Intérpretes, no me malinterpreten

María Tenorio

Intérpretes. No me refiero con esta palabra a José José, cantando una de Manuel Alejandro, o a Fugga, interpretando una de Soda Stereo. Me refiero, más bien, al arte y a la técnica de la traducción simultánea. ¡Pobre experiencia he tenido con esta en los últimos días!

Quizás usted también la ha sufrido. ¿Vio la entrega de los Óscar de la Academia por el canal 6 en el territorio salvadoreño? A esta frustración se unió la de una conferencia en vivo, sobre el sempiterno tema del amor en un auditorio de esta capital. En ambas ocasiones me sentí muy decepcionada en mi calidad de audiencia y de consumidora. Sirva este texto para llamar la atención sobre la necesidad de mejorar los servicios de interpretación en este país.

La traducción simultánea es una profesión.

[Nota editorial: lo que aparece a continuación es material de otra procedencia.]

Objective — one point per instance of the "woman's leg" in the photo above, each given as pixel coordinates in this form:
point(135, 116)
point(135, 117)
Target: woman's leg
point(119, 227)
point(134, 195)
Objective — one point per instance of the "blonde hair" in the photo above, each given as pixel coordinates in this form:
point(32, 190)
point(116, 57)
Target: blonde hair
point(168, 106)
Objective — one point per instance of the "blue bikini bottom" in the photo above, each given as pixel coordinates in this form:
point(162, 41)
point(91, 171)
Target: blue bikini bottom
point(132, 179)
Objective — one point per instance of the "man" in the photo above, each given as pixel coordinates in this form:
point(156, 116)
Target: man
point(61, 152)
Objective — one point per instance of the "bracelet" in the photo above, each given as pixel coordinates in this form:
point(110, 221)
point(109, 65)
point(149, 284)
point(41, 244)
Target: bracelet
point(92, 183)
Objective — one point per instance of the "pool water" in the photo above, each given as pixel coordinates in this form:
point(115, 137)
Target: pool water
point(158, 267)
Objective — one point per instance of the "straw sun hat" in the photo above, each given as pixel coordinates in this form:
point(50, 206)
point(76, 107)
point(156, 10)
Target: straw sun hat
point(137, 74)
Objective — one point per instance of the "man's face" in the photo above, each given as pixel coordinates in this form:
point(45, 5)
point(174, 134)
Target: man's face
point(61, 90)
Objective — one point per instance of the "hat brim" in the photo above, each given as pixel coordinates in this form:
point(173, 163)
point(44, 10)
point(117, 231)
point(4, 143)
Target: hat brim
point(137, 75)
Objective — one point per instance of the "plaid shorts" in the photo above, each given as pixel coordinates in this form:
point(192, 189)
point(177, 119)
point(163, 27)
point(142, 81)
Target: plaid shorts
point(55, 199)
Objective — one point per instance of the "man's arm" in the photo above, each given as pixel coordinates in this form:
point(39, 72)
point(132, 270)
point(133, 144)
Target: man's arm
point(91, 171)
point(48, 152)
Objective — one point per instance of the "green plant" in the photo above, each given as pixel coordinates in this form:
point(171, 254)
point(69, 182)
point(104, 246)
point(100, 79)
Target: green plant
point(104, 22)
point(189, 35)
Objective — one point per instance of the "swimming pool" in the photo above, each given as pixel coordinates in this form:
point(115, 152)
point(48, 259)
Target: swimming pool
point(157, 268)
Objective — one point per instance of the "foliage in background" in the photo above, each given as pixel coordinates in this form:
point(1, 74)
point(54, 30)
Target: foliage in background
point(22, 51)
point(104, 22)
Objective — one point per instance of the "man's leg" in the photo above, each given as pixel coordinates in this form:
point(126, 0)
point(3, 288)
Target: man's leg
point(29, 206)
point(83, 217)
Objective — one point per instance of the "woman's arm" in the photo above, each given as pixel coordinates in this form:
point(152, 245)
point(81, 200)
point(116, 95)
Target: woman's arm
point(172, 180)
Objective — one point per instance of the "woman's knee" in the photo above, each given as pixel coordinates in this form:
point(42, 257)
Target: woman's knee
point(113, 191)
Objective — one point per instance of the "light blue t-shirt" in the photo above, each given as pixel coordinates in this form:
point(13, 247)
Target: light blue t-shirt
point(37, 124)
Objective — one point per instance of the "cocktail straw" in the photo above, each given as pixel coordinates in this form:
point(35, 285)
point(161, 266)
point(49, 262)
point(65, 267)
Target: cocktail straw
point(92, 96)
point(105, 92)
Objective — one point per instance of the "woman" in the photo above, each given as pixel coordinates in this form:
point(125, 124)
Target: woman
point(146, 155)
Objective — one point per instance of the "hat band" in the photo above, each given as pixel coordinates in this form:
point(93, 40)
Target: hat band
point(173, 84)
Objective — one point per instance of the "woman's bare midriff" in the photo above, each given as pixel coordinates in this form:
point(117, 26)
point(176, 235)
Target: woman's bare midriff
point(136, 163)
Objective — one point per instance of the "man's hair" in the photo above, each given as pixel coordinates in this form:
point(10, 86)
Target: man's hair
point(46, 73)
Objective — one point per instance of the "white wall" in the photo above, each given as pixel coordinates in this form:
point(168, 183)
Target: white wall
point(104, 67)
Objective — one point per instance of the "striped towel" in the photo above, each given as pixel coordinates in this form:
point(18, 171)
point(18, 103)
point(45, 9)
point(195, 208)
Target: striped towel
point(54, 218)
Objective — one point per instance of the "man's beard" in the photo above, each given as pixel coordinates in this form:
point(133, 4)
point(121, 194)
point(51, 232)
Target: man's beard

Aquí --y estoy segura de que en otras latitudes también-- no se ha visto así: ha bastado con que una persona sea bilingüe para crea que puede desempeñar la función de intérprete en un acto público. Error. Transitar de una lengua a otra con fluidez es apenas una condición básica para ejercer el oficio. El bilingüismo por sí solo no ofrece los rudimentos técnicos necesarios para traducir simultáneamente a una lengua lo que alguien está diciendo en otra lengua distinta. En otras palabras, hay que estudiar para eso. Mi amiga Rut, no puedo evitar recordarla en este momento de mi escritura, obtuvo una maestría en traducción e interpretación... en España, debo agregar.

Hasta dónde sé, en este país no hay escuelas o cursos en traducción simultánea. Tampoco intérpretes profesionales. Ahora bien, esto no obsta para pedirles un tanto de sentido común a quienes traducen en actos públicos en El Salvador. En mi calidad de público, solicito a los intérpretes que, por una parte, traduzcan todo lo que se dice en la lengua original y, por otra, se limiten a traducir precisamente eso. Voy a los Óscares: cuando un actor o una actriz sube al escenario a recibir un premio, que los intérpretes traduzcan lo que se dice sin comentar sobre el vestuario, las emociones, la forma de caminar o las relaciones de parentesco con algún famoso.

En suma, no me malinterpreten. Estudiar, prepararse, adquirir la técnica caería muy bien para mejorar la calidad del trabajo de traducción simultánea, central para la correcta recepción de los mensjes y el disfrute de los eventos que nos llegan en vivo o a través de la pantalla. Les aseguro que la charla sobre el amor o la entrega de los premios de la Academia habrían sido experiencias mucho más ricas, fluidas y agradables si hubiesen contado con buenos servicios de interpretación.